Suponía que sí lo sabía, pero pese a todo siguió andando con la cabeza baja y los hombros inclinados hacia delante, como si se abriera paso por entre una fuerte tormenta. Era muy probable que Norman hiciera todas esas cosas…, pero primero tendría que dar con ella.
Esta vez, cuando su mano se cerró sobre el picaporte, no hubo vacilación alguna, sino que Rosie lo hizo girar, abrió la puerta y salió de la casa. Era un precioso día soleado de mediados de abril, y las ramas de los árboles empezaban a espesarse con los brotes. Su sombra se alargaba sobre la escalinata de entrada y el pálido césped nuevo como una silueta recortada de una cartulina negra con unas tijeras muy afiladas. Permaneció allí de pie, aspirando profundamente el aire primaveral, oliendo la tierra humedecida (y quizá reblandecida) por la lluvia caída durante la noche, mientras ella yacía dormida con una fosa nasal suspendida sobre aquella gota de sangre que se iba secando.
El mundo entero está despertando, pensó. No sólo yo.
Un hombre ataviado con chándal pasó corriendo por la acera cuando ella cerraba la puerta tras de sí. Alzó la mano en ademán de saludo, y Rosie hizo lo propio. Esperó que aquella voz interior volviera a elevar su protesta, pero no escuchó más que el silencio. Tal vez había enmudecido de sorpresa por el robo de la tarjeta del cajero, tal vez la había tranquilizado la serena paz de aquella mañana de abril.

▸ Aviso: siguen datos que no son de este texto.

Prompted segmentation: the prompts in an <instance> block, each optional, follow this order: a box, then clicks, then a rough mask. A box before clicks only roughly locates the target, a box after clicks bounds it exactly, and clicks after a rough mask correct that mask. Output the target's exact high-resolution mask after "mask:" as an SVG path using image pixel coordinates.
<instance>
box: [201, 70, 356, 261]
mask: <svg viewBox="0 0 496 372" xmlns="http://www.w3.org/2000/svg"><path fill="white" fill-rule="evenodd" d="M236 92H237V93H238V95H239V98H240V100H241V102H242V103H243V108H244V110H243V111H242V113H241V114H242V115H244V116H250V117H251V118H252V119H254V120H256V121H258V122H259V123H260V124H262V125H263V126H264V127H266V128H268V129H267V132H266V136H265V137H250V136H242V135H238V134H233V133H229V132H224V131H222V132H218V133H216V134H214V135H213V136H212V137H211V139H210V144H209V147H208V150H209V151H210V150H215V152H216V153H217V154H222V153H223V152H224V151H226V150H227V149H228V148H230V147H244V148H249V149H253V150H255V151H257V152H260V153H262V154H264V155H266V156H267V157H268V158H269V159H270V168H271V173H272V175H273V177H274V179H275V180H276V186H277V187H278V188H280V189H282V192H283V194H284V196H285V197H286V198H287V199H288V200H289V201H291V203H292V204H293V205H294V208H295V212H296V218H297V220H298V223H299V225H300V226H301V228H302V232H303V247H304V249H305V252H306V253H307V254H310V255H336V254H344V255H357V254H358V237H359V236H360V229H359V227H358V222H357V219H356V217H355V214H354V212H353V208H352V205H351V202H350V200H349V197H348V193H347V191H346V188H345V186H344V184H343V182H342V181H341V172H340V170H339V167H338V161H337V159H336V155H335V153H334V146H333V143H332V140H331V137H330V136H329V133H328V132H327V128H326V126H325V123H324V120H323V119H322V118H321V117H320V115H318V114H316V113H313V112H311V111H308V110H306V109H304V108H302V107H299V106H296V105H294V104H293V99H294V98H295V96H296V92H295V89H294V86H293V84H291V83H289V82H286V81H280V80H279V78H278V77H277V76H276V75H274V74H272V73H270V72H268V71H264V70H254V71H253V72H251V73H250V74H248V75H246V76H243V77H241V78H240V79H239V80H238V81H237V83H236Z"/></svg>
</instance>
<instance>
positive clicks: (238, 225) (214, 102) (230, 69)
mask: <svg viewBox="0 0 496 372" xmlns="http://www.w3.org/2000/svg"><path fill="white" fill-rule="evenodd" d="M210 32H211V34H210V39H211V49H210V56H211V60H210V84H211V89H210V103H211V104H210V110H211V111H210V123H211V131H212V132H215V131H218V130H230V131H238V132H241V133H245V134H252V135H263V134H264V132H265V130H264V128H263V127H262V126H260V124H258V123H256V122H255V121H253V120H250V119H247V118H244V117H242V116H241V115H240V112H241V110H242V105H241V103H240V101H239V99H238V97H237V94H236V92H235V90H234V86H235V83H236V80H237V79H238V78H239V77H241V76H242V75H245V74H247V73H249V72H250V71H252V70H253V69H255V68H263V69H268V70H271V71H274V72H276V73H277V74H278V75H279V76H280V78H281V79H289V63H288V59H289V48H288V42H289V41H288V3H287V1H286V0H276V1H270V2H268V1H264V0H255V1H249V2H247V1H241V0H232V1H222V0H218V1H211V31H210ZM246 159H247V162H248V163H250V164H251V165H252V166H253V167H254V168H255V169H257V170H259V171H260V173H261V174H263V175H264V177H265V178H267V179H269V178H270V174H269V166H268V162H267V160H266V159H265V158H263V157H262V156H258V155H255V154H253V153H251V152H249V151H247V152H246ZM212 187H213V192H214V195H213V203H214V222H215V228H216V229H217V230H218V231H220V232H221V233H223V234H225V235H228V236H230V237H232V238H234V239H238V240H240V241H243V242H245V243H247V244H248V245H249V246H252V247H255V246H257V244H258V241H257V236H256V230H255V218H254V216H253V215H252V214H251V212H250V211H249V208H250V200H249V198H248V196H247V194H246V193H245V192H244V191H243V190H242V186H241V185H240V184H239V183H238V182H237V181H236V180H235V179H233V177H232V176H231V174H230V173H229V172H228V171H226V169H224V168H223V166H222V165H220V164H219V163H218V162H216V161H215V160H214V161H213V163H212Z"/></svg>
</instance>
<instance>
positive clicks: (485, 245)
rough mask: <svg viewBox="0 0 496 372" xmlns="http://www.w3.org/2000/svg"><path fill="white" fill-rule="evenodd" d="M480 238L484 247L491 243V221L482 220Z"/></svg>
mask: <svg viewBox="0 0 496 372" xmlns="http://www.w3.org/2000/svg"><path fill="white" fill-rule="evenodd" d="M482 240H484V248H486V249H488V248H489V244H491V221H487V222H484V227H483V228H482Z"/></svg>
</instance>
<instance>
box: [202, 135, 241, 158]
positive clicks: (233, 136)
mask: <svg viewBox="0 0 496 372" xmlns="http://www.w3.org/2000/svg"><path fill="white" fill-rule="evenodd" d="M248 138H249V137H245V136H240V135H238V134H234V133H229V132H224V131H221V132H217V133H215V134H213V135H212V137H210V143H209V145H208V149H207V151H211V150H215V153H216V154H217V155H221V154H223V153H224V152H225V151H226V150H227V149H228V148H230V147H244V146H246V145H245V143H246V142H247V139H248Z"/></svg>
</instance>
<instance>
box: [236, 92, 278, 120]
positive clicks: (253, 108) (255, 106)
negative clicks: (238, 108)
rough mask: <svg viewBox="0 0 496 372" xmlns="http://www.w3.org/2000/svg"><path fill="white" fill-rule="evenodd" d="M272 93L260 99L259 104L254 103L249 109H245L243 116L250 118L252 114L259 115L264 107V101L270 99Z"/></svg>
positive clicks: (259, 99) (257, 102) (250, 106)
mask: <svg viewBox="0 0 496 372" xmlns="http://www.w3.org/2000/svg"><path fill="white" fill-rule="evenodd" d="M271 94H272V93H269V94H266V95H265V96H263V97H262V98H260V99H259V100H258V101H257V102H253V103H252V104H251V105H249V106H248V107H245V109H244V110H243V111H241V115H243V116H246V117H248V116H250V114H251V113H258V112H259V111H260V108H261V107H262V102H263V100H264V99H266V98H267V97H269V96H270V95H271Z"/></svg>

—Me voy —murmuró—. Me voy de verdad.
Pero se quedó donde estaba unos instantes más, como un animal que ha permanecido encerrado en su jaula durante tanto tiempo que no puede creer en la libertad ni siquiera cuando se la ofrecen en bandeja. Alargó la mano detrás de su espalda y tocó el pomo de la puerta… de la puerta que conducía a su jaula.
—Se acabó —susurró.
Se puso el bolso bajo el brazo y avanzó los primeros doce pasos en dirección al banco de niebla en que se había convertido su futuro.